Une vie engagée dans la résistance: III/Le « trafic d’enfants »

Un témoignage de Marie-Jeanne T.,
Mémoire recueillie à

Une autre fois on partait avec 7 louveteaux, j’étais chef scout, on partait le samedi à midi et on revenait le dimanche soir. Sauf qu’une fois rentrés à la maison, les louveteaux dont j’étais cheftaine, maman m’appelle: « il y a un autre petit garçon qui est à la maison, il faudra l’habiller, avec le foulard et le béret, comme un louveteau.

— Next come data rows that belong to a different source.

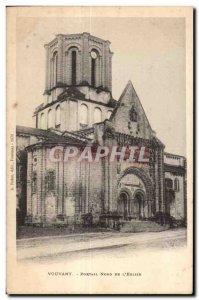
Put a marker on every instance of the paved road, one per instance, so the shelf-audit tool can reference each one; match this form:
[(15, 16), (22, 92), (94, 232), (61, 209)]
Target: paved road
[(108, 243)]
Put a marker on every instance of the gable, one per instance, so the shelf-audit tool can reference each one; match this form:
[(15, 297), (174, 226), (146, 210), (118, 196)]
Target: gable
[(129, 117)]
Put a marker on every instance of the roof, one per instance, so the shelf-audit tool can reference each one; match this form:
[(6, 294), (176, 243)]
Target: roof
[(49, 135)]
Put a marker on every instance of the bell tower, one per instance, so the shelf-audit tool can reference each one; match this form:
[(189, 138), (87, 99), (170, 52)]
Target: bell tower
[(76, 60), (78, 83)]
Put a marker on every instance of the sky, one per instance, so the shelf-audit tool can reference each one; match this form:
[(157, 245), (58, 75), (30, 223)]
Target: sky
[(148, 51)]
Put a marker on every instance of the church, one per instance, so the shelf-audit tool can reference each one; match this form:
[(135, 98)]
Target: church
[(78, 109)]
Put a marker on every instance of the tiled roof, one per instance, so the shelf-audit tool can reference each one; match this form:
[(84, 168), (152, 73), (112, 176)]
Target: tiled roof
[(48, 135)]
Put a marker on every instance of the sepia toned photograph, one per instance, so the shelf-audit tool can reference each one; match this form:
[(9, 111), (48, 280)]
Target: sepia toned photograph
[(99, 134)]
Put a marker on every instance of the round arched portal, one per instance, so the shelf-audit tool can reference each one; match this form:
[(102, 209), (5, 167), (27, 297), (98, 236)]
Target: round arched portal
[(134, 194), (124, 204)]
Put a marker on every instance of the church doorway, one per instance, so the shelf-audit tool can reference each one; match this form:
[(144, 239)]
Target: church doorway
[(138, 205), (124, 204)]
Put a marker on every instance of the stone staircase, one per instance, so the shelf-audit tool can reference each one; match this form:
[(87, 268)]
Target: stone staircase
[(142, 226)]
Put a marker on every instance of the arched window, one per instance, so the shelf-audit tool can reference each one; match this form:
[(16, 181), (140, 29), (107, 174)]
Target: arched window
[(42, 125), (97, 115), (133, 114), (94, 68), (169, 183), (83, 115), (176, 184), (74, 66), (50, 118), (34, 183), (54, 69), (58, 117), (50, 181), (109, 112)]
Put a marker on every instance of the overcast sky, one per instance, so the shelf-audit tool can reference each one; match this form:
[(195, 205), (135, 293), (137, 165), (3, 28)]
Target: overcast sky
[(148, 51)]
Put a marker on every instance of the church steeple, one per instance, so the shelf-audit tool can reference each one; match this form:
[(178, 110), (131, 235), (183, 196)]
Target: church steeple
[(78, 83), (78, 59)]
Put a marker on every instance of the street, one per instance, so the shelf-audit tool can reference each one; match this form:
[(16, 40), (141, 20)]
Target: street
[(62, 248)]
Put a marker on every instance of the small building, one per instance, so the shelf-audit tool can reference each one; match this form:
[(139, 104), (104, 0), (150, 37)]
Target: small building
[(79, 110)]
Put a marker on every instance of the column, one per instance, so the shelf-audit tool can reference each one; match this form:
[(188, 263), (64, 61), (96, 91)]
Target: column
[(60, 60), (85, 58), (29, 184)]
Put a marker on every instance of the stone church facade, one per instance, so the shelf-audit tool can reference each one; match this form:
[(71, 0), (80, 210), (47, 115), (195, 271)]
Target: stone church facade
[(79, 109)]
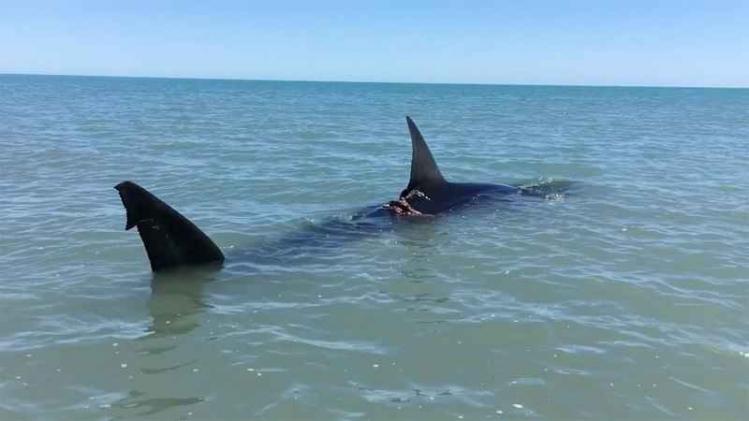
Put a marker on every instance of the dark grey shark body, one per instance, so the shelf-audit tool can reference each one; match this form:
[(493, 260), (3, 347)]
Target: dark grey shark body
[(171, 240)]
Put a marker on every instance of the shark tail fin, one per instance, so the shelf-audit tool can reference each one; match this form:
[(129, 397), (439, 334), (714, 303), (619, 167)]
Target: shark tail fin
[(424, 169), (170, 239)]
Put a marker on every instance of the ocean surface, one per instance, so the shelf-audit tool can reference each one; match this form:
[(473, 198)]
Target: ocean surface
[(627, 297)]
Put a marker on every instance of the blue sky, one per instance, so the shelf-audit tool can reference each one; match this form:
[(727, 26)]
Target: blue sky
[(664, 43)]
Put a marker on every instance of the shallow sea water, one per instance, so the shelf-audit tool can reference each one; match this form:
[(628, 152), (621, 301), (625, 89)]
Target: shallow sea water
[(625, 298)]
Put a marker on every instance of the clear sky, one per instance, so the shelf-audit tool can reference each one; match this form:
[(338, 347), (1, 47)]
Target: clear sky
[(635, 42)]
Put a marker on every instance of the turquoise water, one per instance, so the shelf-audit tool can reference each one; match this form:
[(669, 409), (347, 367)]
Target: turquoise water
[(625, 298)]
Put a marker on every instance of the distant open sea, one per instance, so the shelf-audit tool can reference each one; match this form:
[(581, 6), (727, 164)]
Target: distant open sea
[(626, 298)]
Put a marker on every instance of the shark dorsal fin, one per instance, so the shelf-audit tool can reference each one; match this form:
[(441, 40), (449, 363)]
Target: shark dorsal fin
[(424, 169)]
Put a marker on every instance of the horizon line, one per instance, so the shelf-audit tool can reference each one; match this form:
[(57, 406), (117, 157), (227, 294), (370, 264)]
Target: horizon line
[(241, 79)]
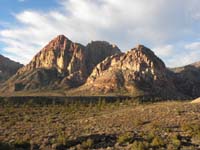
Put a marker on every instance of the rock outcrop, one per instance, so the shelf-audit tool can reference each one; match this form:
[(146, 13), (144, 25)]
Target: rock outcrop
[(138, 72), (60, 64), (7, 68), (97, 51)]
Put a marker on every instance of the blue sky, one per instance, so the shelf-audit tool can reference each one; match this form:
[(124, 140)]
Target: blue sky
[(171, 28)]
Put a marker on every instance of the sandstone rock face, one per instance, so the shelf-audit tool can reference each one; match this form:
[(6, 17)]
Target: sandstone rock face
[(187, 79), (97, 51), (67, 63), (61, 53), (7, 68), (135, 71)]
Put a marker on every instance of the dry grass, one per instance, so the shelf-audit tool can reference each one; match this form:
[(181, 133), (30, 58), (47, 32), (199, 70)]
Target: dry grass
[(126, 125)]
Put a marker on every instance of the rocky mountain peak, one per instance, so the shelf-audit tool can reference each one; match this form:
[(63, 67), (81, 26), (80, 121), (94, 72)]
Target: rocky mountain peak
[(138, 68), (68, 63)]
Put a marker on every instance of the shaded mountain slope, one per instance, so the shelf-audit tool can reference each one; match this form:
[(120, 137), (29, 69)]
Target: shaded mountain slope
[(7, 68)]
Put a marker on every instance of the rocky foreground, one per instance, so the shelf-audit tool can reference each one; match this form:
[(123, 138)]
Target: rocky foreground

Il faudrait l’emmener avec vous. » – » qu’est-ce qu’on dira quand on arrivera? » -« que nous l’avons à Lyon depuis quelques jours et que si nous le gardons à la campagne ce serait mieux. »

Alors nous sommes partis avec les enfants, on m’a proposé de garder le petit. C’était des gens en qui j’avais toute confiance et qui savaient très bien qu’on faisait un « trafic d’enfants ».

Quand on parle de trafic d’enfants à l’heure actuelle… (rires).

Nous le trafic d’enfants c’était essayer de les sauver, au contraire!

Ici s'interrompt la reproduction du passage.